If blood flow is restricted at your wrists or ankles, it’s nearly impossible to get on, or your breathing feels more difficult, it’s too small for you.
Keep in mind, it’s normal to feel like movement is slightly restricted in a brand new wetsuit. Even a perfectly fit wetsuit will feel a bit stiff at first and the thicker the wetsuit (for colder water) the more restricted your movement will feel.
Thicker wetsuits may feel especially awkward to move in and will take a while longer to break in. A thinner wetsuit will have a more natural feeling the first time you try it on.
This is because a lot of material on your body naturally restricts movement. But you need to make sure you tell the difference between this natural restriction and your wetsuit being too small.
Wetsuits often feel particularly stiff when dry. They will loosen up pretty noticeably when wet.
The bottom line is that a wetsuit needs to fit properly when you buy it.
Breaking in a wetsuit will make it more comfortable as it conforms to your body, but it won’t stretch the suit out if it's too small.
What Should You Do With A New Wetsuit?
When you get a new wetsuit, you can speed up the breaking in process by doing a basic stretching routine when trying it on and before each use.
Some squats, lunges, and jumping jacks are a good starting point. It’s a good habit to get into before surfing or diving regardless and will help stretch out the wetsuit faster.
Ease of movement is especially helpful for surfing and swimming, where increased flexibility is needed.
If you’re diving, the buoyancy of your new wetsuit is another important consideration.
Modern materials make modern wetsuits more buoyant, which is great for swimming and surfing but not so great for scuba diving. Thicker suits and brand new suits are also particularly buoyant.
Before going for a dive, you may want to test your buoyancy in the new suit to properly tune your weight belt. You may need to add some weight to reach a neutral buoyancy.
Do You Need To Wash A Wetsuit Before You Wear It?
A wetsuit doesn’t necessarily need to be washed when you first get it, but it’s not a bad idea. It’s a good habit to wash any new piece of clothing before wearing it.
Wetsuits bought from a store may have been tried on multiple times by multiple people. And we all know that hygiene isn’t everyone’s strong suit.
If you ordered online, your wetsuit may have collected dust and dirt while in warehouse storage. There’s no harm in rinsing it off.

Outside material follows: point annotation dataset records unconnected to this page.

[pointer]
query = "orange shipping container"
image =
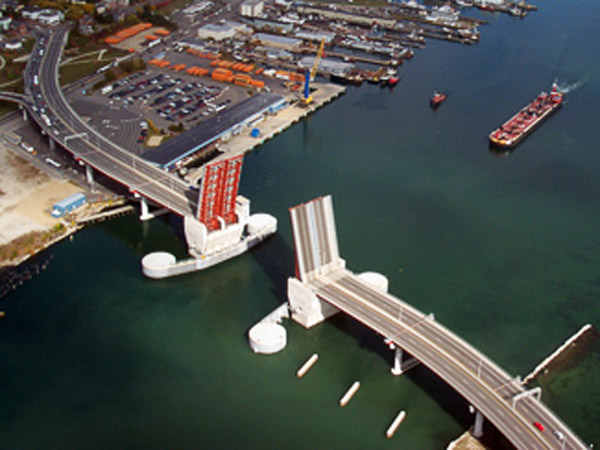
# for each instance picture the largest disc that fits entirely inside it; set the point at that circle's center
(257, 84)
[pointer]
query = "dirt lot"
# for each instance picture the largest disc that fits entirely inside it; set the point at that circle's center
(26, 197)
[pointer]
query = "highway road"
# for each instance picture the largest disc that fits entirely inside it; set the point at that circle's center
(478, 379)
(53, 113)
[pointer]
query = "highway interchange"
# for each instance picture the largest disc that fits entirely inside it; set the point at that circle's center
(482, 383)
(478, 379)
(56, 117)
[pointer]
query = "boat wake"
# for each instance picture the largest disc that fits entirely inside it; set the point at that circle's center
(565, 88)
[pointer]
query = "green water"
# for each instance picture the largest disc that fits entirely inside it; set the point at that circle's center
(504, 250)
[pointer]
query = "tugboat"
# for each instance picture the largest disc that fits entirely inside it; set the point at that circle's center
(437, 99)
(393, 80)
(515, 129)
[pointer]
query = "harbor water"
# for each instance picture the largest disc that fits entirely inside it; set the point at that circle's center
(503, 249)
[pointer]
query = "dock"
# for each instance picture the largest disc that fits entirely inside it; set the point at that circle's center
(244, 142)
(556, 353)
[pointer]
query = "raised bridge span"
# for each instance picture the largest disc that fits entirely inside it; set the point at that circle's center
(47, 106)
(488, 388)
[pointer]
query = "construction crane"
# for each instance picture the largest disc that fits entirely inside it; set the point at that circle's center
(310, 76)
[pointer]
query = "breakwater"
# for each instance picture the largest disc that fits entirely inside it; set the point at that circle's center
(556, 353)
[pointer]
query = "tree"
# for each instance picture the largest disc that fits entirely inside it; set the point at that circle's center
(110, 76)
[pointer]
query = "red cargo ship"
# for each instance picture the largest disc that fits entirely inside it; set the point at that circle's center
(437, 99)
(515, 129)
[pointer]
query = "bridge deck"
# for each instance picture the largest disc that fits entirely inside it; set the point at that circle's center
(91, 147)
(477, 378)
(483, 384)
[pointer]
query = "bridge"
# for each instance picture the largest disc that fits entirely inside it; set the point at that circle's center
(48, 107)
(323, 286)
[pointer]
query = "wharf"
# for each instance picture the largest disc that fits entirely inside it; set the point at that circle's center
(466, 442)
(274, 124)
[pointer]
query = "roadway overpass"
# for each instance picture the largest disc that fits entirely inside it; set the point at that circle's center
(323, 286)
(48, 107)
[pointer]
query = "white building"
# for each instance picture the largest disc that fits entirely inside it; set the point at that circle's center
(196, 8)
(276, 41)
(252, 8)
(31, 12)
(5, 23)
(221, 31)
(13, 45)
(51, 17)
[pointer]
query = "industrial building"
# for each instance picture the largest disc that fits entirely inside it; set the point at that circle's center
(316, 36)
(219, 32)
(252, 8)
(227, 123)
(68, 204)
(326, 65)
(276, 41)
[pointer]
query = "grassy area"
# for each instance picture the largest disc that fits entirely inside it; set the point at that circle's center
(78, 69)
(30, 243)
(175, 4)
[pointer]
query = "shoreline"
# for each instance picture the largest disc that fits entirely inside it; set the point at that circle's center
(242, 143)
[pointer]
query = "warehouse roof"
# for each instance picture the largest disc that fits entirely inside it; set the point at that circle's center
(172, 151)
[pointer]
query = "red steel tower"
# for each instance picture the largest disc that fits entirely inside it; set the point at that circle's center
(218, 192)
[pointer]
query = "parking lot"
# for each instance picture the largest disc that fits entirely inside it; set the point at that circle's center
(126, 109)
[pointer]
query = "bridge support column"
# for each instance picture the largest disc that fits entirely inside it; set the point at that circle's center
(89, 175)
(397, 369)
(478, 427)
(145, 212)
(400, 366)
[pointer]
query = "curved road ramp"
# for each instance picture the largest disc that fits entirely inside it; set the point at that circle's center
(323, 286)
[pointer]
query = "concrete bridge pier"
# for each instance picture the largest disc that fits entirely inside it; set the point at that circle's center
(478, 427)
(400, 366)
(145, 213)
(89, 176)
(397, 369)
(144, 210)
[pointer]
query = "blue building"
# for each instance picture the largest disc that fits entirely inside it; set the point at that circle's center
(68, 204)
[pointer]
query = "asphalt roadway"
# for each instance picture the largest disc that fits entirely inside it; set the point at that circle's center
(478, 379)
(91, 147)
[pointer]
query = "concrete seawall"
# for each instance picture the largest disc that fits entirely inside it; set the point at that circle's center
(275, 124)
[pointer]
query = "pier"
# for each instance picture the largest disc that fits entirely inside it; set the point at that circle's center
(323, 287)
(556, 353)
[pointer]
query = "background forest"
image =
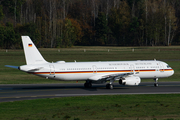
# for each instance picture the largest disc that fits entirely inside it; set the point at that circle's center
(64, 23)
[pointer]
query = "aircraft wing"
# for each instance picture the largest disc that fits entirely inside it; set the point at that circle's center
(15, 67)
(108, 77)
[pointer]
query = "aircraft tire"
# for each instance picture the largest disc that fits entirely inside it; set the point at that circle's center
(109, 86)
(87, 85)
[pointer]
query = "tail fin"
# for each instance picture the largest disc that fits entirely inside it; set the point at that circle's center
(32, 55)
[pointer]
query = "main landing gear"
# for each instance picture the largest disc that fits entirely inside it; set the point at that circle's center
(87, 84)
(156, 82)
(109, 86)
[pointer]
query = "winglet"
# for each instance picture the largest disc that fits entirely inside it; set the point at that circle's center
(32, 54)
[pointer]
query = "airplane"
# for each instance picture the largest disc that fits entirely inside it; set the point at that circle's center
(126, 72)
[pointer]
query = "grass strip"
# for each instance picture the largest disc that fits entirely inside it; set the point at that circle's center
(154, 107)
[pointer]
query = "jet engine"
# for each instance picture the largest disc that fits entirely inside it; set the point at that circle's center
(130, 80)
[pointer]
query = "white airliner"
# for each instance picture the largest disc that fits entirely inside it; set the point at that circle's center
(126, 72)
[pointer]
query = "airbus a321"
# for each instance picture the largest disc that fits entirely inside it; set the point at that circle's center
(126, 72)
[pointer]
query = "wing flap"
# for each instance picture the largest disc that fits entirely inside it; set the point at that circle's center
(108, 77)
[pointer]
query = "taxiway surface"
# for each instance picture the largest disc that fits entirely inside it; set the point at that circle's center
(36, 91)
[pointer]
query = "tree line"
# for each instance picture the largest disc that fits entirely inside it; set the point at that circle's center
(64, 23)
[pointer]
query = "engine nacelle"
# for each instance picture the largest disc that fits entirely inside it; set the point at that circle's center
(130, 80)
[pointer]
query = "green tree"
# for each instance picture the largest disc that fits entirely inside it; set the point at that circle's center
(1, 12)
(119, 22)
(101, 29)
(68, 37)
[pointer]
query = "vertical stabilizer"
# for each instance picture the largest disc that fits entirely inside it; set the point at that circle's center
(32, 54)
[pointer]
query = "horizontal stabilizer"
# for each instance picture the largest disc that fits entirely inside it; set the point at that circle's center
(15, 67)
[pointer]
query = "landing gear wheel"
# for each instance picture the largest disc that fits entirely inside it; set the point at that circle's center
(87, 85)
(156, 82)
(109, 86)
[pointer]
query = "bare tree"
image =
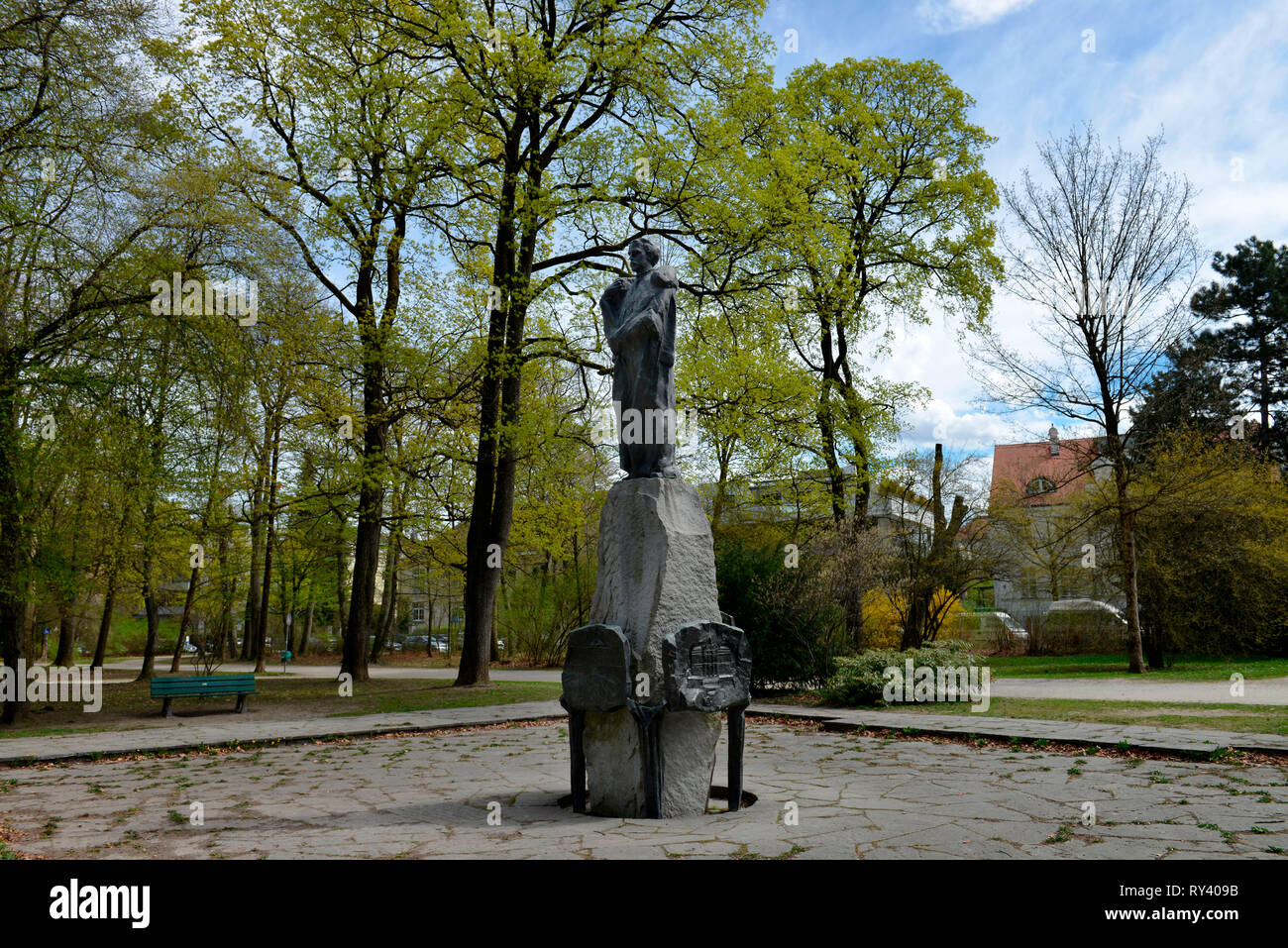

Just turn your wetsuit inside out, submerge it in cool water, and massage a wetsuit cleaner into it. Rinse thoroughly with cool water and hang to dry. Click here for the full guide on exactly how to wash a wetsuit.
The O'Neill Wetsuit Cleaner is my favorite option. It has a nice citrus smell and has an included conditioning agent to extend the lifespan of your wetsuit.
With a nice citrus smell this wetsuit cleaner is great at removing stubborn odors. Includes a conditioning agent to help extend the suit's lifespan while killing odor inducing bacteria.
Non-toxic and biodegradable it's a great way to give your wetsuit the cleaning it deserves.
Use a wetsuit hanger or a wetsuit dryer to help your wetsuit dry faster and to protect the shoulders from stretching out.
And remember, never use strong detergents when cleaning a wetsuit. They’re too harsh and may damage the neoprene.